If you know or suspect you've got a vacuum leak but can't seem to locate it, try this: Mix three parts water and one part dishwashing liquid together. Put the mixture in a toy squirt gun and squirt all the vacuum connections, one at a time. When the idle smoothes out-you've found your leak.
If you cut the header-to-cylinder-head flange in one or more places, between the bolt holes, it will help the flange conform to the head more evenly and reduce gasket failure. Once the bolts are tightened, retorquing them after a few heat cycles, and periodically thereafter, will extend gasket life. Tighten them when cold-not hot.
Step Up to the Pump
If your Carter AFB or AVS develops a hesitation after the car has been sitting for a while without being run, blame it on the leather accelerator pump. The material dries out, contracts, and no longer seals properly to the pump well. The fix? Install a marine application neoprene pump and the problem is gone for good.
If the water in your area is hard or contains lots of mineral deposits, use distilled water to fill the cooling system of your car. It will prevent deposit buildup and keep everything running cooler and longer. Use it to create the 50/50 mix of water and antifreeze, and add a can of rust inhibitor/water pump lubricant while you're at it.
Having a Seizure?
As technology and engine materials have changed, it's almost mandatory to use an antiseize compound on the spark plug threads in an aluminum head. So what's stopping you from using it on the plugs in your cast-iron heads as well? It will lubricate the threads and make the plugs a whole lot easier to remove in several thousand miles.

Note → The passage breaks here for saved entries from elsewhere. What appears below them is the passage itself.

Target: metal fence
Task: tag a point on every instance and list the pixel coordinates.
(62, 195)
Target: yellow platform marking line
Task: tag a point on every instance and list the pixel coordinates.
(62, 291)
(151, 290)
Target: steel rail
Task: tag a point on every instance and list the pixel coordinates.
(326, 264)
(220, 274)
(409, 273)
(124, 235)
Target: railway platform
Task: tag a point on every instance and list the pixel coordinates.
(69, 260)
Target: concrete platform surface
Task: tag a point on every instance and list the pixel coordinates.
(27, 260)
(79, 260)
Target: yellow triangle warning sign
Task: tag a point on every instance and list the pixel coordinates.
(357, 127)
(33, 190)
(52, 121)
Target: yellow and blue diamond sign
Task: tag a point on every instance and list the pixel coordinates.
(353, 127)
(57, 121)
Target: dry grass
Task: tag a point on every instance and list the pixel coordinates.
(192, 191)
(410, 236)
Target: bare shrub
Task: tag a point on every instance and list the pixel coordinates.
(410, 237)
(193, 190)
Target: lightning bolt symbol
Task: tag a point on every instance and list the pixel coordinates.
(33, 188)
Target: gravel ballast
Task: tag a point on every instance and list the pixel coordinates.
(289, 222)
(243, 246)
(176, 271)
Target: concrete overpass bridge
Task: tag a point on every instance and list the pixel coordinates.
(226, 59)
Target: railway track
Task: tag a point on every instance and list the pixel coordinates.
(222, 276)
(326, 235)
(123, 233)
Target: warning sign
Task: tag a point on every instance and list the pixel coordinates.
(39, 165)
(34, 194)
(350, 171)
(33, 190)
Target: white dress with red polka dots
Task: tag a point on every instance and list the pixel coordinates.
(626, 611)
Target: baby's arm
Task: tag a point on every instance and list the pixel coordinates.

If you suspect you have a rear axle bearing about to give up the ghost, but you're not sure which one it is, there's a simple and reliable test: If it makes noise on a right-hand turn, it's the left side gone bad. If the noise rears its ugly head on a left-hand turn, then the right side bearing needs a replacement. Some things are just too simple, eh?
If your taillights or backup lights are doing some weird things, and you've already checked all the wiring, then there's one thing more to check. The ground between the light's housing and the car's body may not be good enough. Scratch a little paint off where it won't show and reinstall the housing.